Quite often when I'm doing proof-of-concept type work I find myself in the situation where I need to build a cube with near-production data volumes, and in order to make sure that performance is good I have to partition that cube. However setting up tens or even possibly hundreds of partitions in BIDS manually is no-one's idea of fun, so how can you automate this process easily? If you're using a SQL Server datasource then you should try using the functionality built into the Analysis Services Stored Procedure Project:
http://www.codeplex.com/ASStoredProcedures/Wiki/View.aspx?title=Partition&referringTitle=Home

But what if you're using an Oracle datasource or hit a bug with the ASSP code? Most consultants have a preferred method (such as their own custom code, or SSIS packages) but I thought I'd blog about the most commonly used approach which is to use Excel. Here are the steps:

  1. Your starting point should be a cube with just one partition in each measure group.I would recommend not putting all your data in this partition, but create it as a slice of the data, the first of the partitions you want to create. So you'll probably want to make it query-bound rather than table bound, and set the Slice property appropriately (see here for why this is important).
  2. Open up SQL Management Studio and expand the tree in the Object Explorer so you can see the partition for your first measure group then right click and Script Partition As -> CREATE To. This will open a new XMLA window and give you your template XMLA command to create a partition.

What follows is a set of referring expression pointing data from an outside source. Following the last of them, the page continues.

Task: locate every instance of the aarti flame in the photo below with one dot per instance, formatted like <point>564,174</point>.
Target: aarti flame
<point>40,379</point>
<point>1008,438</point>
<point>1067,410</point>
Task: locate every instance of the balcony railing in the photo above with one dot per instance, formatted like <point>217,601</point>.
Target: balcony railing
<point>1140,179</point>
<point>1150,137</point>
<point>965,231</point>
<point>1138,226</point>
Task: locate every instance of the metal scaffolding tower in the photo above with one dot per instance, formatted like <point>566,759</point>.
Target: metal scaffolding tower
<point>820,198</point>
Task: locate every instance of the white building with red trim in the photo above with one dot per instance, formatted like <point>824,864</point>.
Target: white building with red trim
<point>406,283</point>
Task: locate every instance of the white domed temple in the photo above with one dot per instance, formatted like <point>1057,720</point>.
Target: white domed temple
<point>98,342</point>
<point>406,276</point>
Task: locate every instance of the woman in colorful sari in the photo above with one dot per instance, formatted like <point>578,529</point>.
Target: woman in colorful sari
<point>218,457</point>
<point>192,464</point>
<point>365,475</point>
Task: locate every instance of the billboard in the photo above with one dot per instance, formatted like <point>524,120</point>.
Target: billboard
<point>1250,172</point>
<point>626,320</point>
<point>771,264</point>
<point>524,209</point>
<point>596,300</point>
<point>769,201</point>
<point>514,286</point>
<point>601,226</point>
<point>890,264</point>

  3. Let's say we are going to partition by month, we have three months and they have surrogate keys 1 to 3. Our template partition is correctly configured for Month 1 and we want to be able to alter this template for months 2 and 3, so we're going to 'parameterise' the following properties:
    1. ID - so, if your existing ID property is set to "Month_1", we need to replace the 1 with a string we can easily find with a search and replace like "@@@", making the new ID "Month_@@@"
    2. Name - which is usually the same as the ID
    3. Query Definition - you will have a Where clause in the SQL query behind the partition which is something like "Where Month_ID=1" and this should be changed to "Where Month_ID=@@@"
    4. Slice - the tuple will be something like "[Period].[Month].&[1]" which again should be changed to "[Period].[Month].&[@@@]"
  4. Copy this XMLA command text into a cell in a new Excel workbook, say cell A1. Make sure you paste the text into the formula bar and not directly onto the worksheet - you want it all in one cell.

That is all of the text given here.